Shoprite should pay 10% of its turnover for Computicket fine — Competition Commission
The case that has been dragging on for a decade is on again, with Computicket's owner since 2005 added as a second respondent
The Competition Commission’s 10-year-old case against Computicket is on again.
The case, which started in 2008 when five smaller players complained to the commission of Computicket’s practice of locking large sports and entertainment venues into exclusive agreements, appears to have been botched by the commission not taking into account that Naspers sold Computicket to Shoprite in 2005.
The commission said it amended its initial legal papers in October to include “Shoprite Checkers” as the second respondent, and will recommend that the Competition Tribunal “impose an administrative penalty of 10% of Computicket and Shoprite Checkers annual turnover”.
Thursday’s media release did not make it clear if it intends fining Shoprite 10% of its entire turnover or only the portion from ticket sales.
The commission suffered a legal defeat against Shoprite in 2016 after refusing to provide information it had on Computicket when it was owned by Naspers.
“The matter was subject to lengthy litigation around certain legal technicalities about whether Computicket was entitled to certain documents in the commission’s possession,” Thursday’s statement said.
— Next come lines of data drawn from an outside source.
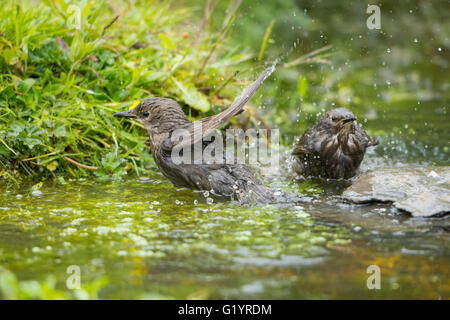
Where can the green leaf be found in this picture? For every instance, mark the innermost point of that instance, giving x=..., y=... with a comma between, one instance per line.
x=166, y=43
x=302, y=86
x=25, y=85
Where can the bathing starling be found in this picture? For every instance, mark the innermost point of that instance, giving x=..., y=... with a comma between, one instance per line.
x=333, y=148
x=162, y=117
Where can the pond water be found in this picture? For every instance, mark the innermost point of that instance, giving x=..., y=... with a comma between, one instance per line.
x=143, y=238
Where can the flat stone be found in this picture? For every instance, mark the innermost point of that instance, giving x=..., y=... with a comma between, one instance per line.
x=422, y=191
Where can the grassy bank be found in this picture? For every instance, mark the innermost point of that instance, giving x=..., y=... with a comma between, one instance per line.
x=67, y=66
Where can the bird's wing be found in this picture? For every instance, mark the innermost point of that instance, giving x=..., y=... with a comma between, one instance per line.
x=199, y=129
x=302, y=146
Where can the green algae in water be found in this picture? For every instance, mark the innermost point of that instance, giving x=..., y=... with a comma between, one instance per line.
x=146, y=239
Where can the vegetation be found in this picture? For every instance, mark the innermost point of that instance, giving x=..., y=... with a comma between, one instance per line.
x=66, y=67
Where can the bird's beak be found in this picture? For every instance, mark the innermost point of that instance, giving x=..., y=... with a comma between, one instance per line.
x=125, y=114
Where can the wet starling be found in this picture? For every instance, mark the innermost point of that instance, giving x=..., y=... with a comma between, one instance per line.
x=333, y=148
x=161, y=117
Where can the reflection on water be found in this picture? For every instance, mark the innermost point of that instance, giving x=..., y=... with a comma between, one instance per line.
x=150, y=240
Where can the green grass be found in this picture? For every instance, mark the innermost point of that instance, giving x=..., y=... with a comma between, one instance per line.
x=67, y=66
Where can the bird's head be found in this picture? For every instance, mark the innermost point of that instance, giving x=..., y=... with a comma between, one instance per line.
x=157, y=115
x=338, y=120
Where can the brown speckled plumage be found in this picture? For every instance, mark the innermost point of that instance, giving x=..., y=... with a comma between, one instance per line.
x=162, y=116
x=333, y=148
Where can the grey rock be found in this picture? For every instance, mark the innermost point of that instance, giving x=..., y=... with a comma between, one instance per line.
x=422, y=191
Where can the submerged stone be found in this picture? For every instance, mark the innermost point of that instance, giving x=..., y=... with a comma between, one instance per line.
x=422, y=191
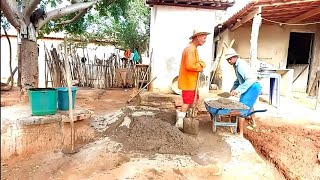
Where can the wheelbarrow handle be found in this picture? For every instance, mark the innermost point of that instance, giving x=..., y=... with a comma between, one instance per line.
x=262, y=110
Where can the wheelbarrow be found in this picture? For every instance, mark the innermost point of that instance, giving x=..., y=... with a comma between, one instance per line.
x=216, y=112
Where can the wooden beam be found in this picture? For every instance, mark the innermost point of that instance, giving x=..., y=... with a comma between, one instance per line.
x=264, y=3
x=304, y=16
x=247, y=18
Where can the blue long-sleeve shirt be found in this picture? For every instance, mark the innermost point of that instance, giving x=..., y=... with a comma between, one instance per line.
x=245, y=76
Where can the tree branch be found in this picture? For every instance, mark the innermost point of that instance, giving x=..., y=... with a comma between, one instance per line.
x=78, y=16
x=30, y=8
x=10, y=11
x=57, y=13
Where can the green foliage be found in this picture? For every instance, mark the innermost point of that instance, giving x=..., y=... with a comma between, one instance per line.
x=132, y=30
x=124, y=23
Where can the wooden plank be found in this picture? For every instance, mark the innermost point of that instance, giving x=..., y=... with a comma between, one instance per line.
x=247, y=18
x=305, y=16
x=257, y=20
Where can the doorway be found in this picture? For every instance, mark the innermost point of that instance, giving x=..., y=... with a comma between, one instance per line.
x=300, y=59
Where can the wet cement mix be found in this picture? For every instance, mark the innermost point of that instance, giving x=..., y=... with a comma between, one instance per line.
x=226, y=104
x=161, y=137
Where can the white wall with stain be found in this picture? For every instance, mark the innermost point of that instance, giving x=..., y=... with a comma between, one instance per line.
x=273, y=44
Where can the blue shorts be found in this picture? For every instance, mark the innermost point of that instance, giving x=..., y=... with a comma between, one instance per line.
x=250, y=96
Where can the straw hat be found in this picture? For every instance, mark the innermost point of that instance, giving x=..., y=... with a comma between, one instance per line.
x=230, y=53
x=198, y=32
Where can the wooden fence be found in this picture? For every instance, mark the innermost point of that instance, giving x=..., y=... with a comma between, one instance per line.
x=108, y=72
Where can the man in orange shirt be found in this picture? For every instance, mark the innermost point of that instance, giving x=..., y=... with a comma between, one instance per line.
x=189, y=68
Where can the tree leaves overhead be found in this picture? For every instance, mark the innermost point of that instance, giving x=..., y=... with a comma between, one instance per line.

“This issue was settled in 2016 in favour of Computicket, paving [the way] for the merits of the matter to be heard in October 2017.”
The saga was further complicated by Groupon joining the original five complainants — Strictly Tickets, Artslink, Going Places, TicketSpace and Ezimidlalo Technologies — and then withdrawing its complaint.
The Shoprite Group said, having studied the commission's notice, it disagreed with the basis for the referral. The group said that Shoprite Checkers and Computicket will file opposing affidavits within 20 business days.
Update: December 20 2018 5.20pm
This article has been updated with comment from the Shoprite Group.